旅人の風《なり》をしていたんだが、その足の迅《はや》いこと……すっとすれ違ったと思ったら、あの地蔵辻から、もう大見晴らしの上に立っていたのにおったまげて、あの時ばかりは動けなくなっちまったよ」
六
その地蔵辻の上へ駕籠を置いて、駕籠屋は一息入れています。
蜿蜒《えんえん》として小仏へ走る一線と、どこから来てどこへ行くともない小径《こみち》と、そこで十字形をなしている地蔵辻は、高尾と小仏との間の大平《おおだいら》です。

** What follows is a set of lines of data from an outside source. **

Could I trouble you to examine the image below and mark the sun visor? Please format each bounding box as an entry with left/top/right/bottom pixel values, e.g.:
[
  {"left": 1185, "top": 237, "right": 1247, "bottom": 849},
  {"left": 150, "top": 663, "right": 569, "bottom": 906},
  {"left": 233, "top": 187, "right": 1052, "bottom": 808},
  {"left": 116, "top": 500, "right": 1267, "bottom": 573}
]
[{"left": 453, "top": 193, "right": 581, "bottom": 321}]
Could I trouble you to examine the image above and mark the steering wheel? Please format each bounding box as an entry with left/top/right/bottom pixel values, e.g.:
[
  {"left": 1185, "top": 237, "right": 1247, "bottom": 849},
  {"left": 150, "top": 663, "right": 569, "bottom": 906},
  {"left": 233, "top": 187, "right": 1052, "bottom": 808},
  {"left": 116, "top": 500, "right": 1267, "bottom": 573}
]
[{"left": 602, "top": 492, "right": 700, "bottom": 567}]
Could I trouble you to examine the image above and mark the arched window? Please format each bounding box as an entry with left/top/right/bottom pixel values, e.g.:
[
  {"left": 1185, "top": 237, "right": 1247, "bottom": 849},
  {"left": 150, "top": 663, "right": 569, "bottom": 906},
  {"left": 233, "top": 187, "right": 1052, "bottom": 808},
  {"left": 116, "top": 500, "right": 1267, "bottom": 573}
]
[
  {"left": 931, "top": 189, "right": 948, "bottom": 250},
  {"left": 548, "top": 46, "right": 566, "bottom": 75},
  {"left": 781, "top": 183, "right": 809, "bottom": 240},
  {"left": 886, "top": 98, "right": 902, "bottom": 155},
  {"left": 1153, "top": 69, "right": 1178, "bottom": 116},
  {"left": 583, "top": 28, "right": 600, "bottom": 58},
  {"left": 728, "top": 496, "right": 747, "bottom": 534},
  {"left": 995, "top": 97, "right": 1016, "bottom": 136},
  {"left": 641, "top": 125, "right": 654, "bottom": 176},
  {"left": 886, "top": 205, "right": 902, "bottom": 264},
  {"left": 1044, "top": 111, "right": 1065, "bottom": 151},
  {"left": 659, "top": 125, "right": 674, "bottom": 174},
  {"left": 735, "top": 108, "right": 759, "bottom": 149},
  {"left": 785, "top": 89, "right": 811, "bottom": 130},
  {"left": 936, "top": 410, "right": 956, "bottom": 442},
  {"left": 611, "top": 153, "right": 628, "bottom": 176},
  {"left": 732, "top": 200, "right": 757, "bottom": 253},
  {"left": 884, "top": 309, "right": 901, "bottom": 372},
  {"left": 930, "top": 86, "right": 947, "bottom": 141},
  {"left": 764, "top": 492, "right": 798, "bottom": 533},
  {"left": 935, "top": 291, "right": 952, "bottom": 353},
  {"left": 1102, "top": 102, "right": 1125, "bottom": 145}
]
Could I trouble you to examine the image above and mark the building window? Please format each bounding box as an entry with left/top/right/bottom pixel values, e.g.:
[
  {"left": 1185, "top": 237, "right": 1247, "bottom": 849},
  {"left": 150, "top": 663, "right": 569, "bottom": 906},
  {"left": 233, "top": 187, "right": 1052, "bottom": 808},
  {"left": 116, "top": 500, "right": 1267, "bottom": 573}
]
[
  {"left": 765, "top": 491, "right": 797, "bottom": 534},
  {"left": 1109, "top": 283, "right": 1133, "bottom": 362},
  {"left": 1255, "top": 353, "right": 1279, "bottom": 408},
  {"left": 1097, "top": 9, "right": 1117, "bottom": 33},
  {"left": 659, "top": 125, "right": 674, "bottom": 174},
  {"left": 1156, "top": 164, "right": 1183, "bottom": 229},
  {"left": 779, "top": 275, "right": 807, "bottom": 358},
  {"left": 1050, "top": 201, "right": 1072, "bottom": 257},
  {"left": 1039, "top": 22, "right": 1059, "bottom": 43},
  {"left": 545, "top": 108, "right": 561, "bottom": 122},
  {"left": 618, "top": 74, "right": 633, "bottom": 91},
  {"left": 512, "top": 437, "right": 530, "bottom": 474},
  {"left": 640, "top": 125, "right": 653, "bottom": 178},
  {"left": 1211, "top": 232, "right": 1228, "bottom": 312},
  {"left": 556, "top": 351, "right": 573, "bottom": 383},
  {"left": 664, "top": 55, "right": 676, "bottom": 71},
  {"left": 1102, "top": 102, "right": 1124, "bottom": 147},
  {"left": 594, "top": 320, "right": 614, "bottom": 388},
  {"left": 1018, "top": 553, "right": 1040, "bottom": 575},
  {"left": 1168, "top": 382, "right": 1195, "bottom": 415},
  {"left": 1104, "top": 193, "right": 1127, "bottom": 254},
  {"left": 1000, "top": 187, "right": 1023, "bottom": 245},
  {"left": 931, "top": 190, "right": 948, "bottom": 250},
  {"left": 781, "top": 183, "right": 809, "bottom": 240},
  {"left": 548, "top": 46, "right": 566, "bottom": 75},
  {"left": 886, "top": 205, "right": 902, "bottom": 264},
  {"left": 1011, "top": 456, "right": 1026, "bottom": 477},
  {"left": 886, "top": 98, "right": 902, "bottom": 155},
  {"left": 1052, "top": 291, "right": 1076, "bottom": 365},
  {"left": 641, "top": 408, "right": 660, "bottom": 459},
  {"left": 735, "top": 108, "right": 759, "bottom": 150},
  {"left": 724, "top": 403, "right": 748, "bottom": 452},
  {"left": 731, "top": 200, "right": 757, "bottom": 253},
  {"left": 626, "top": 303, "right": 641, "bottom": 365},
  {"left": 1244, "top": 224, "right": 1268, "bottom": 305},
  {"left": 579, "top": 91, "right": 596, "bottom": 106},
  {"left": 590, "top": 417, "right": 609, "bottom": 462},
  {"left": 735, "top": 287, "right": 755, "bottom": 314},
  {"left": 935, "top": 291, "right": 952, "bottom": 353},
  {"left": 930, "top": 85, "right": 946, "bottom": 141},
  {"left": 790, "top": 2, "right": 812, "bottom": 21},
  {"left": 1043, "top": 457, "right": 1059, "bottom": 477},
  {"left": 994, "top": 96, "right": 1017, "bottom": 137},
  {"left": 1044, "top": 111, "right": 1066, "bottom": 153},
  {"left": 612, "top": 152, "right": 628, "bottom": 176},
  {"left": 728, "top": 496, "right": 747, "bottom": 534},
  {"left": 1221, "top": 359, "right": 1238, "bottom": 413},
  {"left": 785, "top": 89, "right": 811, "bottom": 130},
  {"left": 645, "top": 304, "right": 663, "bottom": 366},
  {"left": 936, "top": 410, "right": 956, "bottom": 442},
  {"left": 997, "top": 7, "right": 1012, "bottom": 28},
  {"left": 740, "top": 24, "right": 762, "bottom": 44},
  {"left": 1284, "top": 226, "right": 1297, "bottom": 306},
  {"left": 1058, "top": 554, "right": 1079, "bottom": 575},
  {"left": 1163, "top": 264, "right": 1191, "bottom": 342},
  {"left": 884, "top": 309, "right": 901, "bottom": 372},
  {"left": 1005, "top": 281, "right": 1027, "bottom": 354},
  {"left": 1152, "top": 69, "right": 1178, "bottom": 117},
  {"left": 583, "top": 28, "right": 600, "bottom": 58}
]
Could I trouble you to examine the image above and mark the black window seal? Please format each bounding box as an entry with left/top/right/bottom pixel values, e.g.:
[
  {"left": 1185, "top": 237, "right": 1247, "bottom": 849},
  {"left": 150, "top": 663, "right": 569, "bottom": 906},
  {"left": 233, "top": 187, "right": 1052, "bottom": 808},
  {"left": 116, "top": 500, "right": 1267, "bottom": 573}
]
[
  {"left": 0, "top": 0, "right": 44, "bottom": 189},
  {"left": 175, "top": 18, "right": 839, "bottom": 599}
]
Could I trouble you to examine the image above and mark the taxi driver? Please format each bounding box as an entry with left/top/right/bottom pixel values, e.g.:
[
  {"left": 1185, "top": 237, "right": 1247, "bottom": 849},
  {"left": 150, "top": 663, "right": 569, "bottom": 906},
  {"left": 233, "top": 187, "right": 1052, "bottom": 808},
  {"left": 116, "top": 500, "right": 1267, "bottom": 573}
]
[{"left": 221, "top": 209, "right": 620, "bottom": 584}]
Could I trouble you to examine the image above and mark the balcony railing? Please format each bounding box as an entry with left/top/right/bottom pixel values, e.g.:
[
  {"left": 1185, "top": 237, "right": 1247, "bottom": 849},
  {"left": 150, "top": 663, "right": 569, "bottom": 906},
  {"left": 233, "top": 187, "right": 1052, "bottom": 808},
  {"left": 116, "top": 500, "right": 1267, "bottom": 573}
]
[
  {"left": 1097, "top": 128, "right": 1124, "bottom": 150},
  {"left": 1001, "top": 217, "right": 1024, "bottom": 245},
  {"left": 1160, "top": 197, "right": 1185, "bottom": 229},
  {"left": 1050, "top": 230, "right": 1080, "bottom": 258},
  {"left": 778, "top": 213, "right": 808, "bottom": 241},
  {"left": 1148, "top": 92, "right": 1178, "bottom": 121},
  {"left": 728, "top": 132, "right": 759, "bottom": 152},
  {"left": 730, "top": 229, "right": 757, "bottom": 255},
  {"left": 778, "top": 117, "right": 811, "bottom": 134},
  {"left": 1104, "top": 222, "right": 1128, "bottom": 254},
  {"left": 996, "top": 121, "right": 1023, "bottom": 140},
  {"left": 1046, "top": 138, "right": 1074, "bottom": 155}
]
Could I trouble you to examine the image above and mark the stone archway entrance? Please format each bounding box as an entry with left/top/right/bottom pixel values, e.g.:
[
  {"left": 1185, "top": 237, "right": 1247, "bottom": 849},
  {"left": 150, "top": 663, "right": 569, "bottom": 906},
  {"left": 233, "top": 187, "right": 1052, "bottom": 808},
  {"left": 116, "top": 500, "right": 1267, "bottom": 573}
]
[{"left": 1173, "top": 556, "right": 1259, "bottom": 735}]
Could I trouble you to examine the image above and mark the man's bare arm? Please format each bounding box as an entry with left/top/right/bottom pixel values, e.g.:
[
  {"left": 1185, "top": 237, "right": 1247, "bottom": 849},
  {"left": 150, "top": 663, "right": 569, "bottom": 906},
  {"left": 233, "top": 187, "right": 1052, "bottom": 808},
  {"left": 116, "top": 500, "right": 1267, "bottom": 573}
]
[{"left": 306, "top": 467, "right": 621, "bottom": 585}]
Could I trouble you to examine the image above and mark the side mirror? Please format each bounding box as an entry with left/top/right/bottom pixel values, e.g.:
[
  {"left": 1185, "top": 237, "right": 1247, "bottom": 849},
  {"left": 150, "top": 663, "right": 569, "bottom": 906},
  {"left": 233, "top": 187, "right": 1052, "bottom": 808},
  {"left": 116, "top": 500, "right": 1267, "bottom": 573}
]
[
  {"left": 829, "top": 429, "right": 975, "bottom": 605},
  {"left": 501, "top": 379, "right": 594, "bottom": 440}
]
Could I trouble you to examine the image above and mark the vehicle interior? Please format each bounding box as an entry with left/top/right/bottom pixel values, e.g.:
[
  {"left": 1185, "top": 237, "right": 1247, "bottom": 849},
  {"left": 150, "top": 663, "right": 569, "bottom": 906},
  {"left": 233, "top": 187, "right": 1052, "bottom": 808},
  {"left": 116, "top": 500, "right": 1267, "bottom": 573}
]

四方に雲があって、月はさながら、群がる雲と雲との間を避けて行くもののように、景信《かげのぶ》と陣馬《じんば》ヶ原《はら》の山々は、半ば雲霧に蔽《おお》われ、道志《どうし》、丹沢《たんざわ》の山々の峰と谷は、はっきりと見えて、洞然《どうぜん》たるパノラマ。その中に置き据《す》えられた一つの駕籠。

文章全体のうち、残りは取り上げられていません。